Monday, June 27, 2016

Standing Up ...

The topic in "Standing Up..." here is Islam and what we can understand of it in the world today.   
 
More specifically, this topic began as the problem of the superficially "missing" moderate Muslims.  It's a common American prejudice nowadays that no one can be Muslim AND be a decent person at the same time; that the religious primacy of God and the Quran universally subverts Reason in Muslims and converts them all into passive or active supporters of Radical Muslim terror.  This isn't true, per se, but there have been more than enough murders committed in the name of Islam by fanatics and punks that the notion keeps presenting itself. 

But it behooves us to get "relative" about it.  (Yes, one can "get relative" without becoming a moron.  But if you're a dyed-in-the-wool absolutist anti-relativist for whom the world is always morally black and white, where only "we" are good and all others are bad, then you can just ignore what follows.)  While an exception may disprove the absoluteness of a rule, the exception is NOT the rule: the real world is infinitely complex and composed of endless Individuals.  Only bigots accept and apply pejorative "rules" to the exclusion of facts. 
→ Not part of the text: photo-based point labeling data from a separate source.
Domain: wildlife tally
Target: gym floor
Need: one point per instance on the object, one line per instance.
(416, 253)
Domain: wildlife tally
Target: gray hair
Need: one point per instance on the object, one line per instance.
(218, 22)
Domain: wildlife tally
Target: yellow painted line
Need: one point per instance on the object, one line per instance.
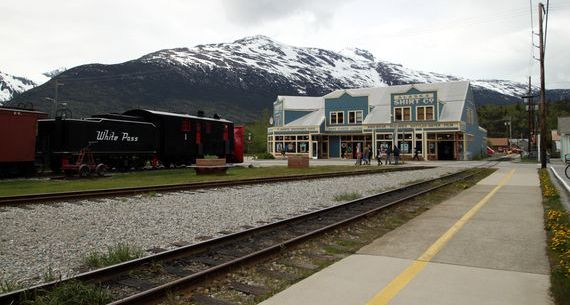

My little investigation into the topic of moderate Muslims seems to show me (so far) four political and religious classes of Muslims:
  • Atheists who are, technically, 'Muslim' (like the many technical Christians and Jews and so on);
  • Moral Believers, people who are Muslim but judge others as people and not by labels; 
  • Overly Devout folks who are extra-religious or even fundamentalist Muslims who are, nonetheless, horrified and saddened by Radical Islamic terror; and -
  • of course - the Radical (Fundamentalist) Muslims who either support or perform acts of terror. 
I expect the same sorts of division apply to any group of a collective religious or political identity.  My point is that American and other reactionaries fail to appreciate the variance in Muslim attitudes and conditions, and instead lump every Muslim in the same trash bin with the Radical Muslims.  (The American Left makes the same mistake with Republicans and Christians and so on.)  They justify this by the murderous extent of Radical Islam's terror-movement, and its inhuman proclamations.  But the excesses of a few are still not the customs of the many. 
 
There are lots of modern Muslims who, in their own lives, can integrate God, the Quran, AND human decency, just as there are such people in any religious group.  We can pin a violent past (or present) on any of these other groups as well, whether Puritanical Christians, Communists, CEO's and "working men", Populists, et cetera; but that doesn't automatically make all the members of such groups murderers and rapists.  
 
I want to mention one author who speaks to the whole question of the "missing" moderates:  Ranya Tabari Idliby, author of two books:
  • The Faith Club: A Muslim, A Christian, A Jew - Three Women Search for Understanding (ISBN 978-0743290487)
  • Burqas, Baseball, and Apple Pie: Being Muslim in America (ISBN 978-0-230-34184-5)
I am reading the second of these.  Ranya is decidedly Muslim; but she is also decidedly American.  She is heroic enough to condemn the murderers and criminals who slaughter and claim it as a service to God; and she is reasoning enough to have a commitment to Freedom and Goodwill - which makes her like a lot of un-sung decent Muslim folk who have not been interviewed or printed or otherwise published.  I hope to get back and sum up more of what I get from her book later. 
 
So, again, for people who think they're People of Good Will, don't condemn all Muslims for the actions of a few angry, crazy macho-types; but do read Ranya's book - very timely reading for all of us non-Muslims (Stoic, Baptist, Atheist, Catholic, Buddhist, whatever).